Another aspect of avoiding technical debt is spotting where an undocumented script, work-around or quick fix could become a liability, by ensuring well-enforced change control and management processes.
We’ve benchmarked this across a range of organisations and found that by optimising their IT infrastructure, replacing or upgrading outdated legacy systems and managing licensing and capacity most organisations can save up to 25 per cent of their annual IT budget. It’s a significant saving, and something well worth exploring.
As with financial debt, the first step is to understand the problem. Your IT team and systems are there to serve the needs of the business – they are not an end in itself. Review and work out what services your business needs, not that it thinks it wants, and then decide what systems you need to support them and what you can consolidate, simplify or turn off.
Once that’s done, understand which services can usefully be provided via cloud, which are better off outsourced to a third party, and which to retain in-house.
As a replacement for a bespoke system running on an outdated operating system, which was costing them a considerable sum in both third party maintenance and in-house staff to support it, one of our customers took the approach of asking us to implement a replacement based on commercial, off the shelf software as much as possible.
Whilst they had to make minor changes to existing business processes to fit the way the new application worked, they gained significantly increased functionality, plus easier, simpler and cheaper integration with complimentary applications.
They have also minimised their potential for complications and made it much easier to keep up to date as well as ensuring it can easily be supported by third parties. Minimising the need for bespoke IT is a very effective way to reduce the risk of technical debt.

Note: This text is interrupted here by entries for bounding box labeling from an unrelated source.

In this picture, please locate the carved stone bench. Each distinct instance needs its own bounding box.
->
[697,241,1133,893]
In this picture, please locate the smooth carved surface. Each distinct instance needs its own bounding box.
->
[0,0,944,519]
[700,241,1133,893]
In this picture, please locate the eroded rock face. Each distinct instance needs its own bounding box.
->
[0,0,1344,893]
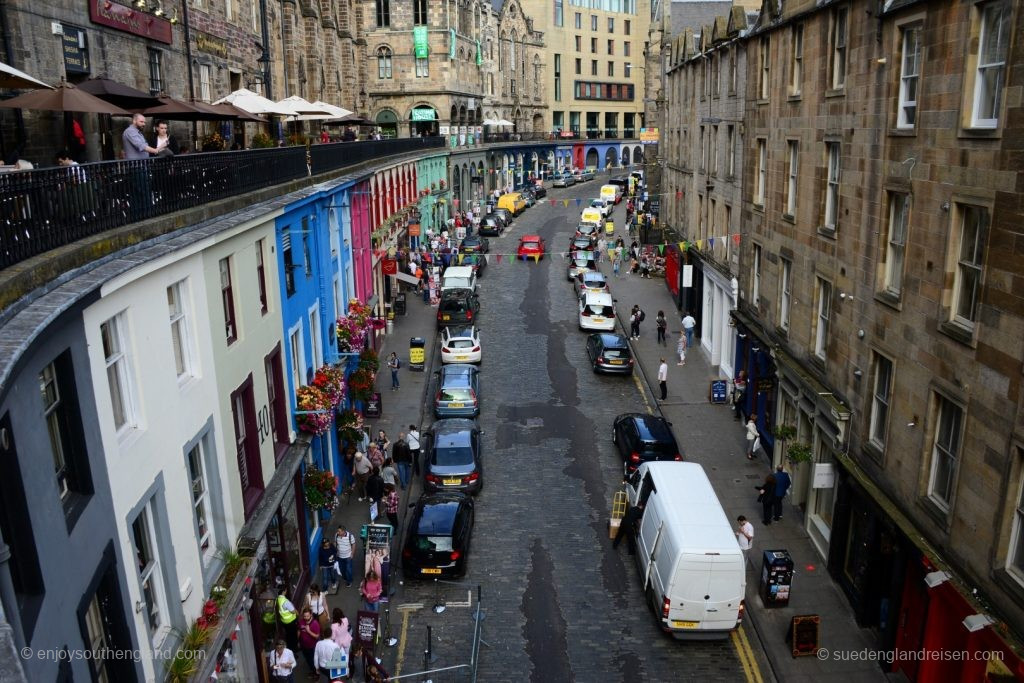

Another customer, an engineering joint venture working on one of the enabling contracts for HS2, decided that cloud was the best route to take. Each of the companies in the joint venture had different IT systems, making collaboration difficult.
Rather than create something bespoke, which would have to be maintained and updated, they decided to have a dedicated Office 365 domain for the project in the Microsoft cloud. They simply have to pay for what they use, while users always have access to the latest version of all the Office applications and receive updates as soon as they’re released.
Every organisation will have different business needs and require different IT solutions. Some legacy systems may be unavoidable, but the more you can standardise and simplify, the lower your risk of falling into technical debt.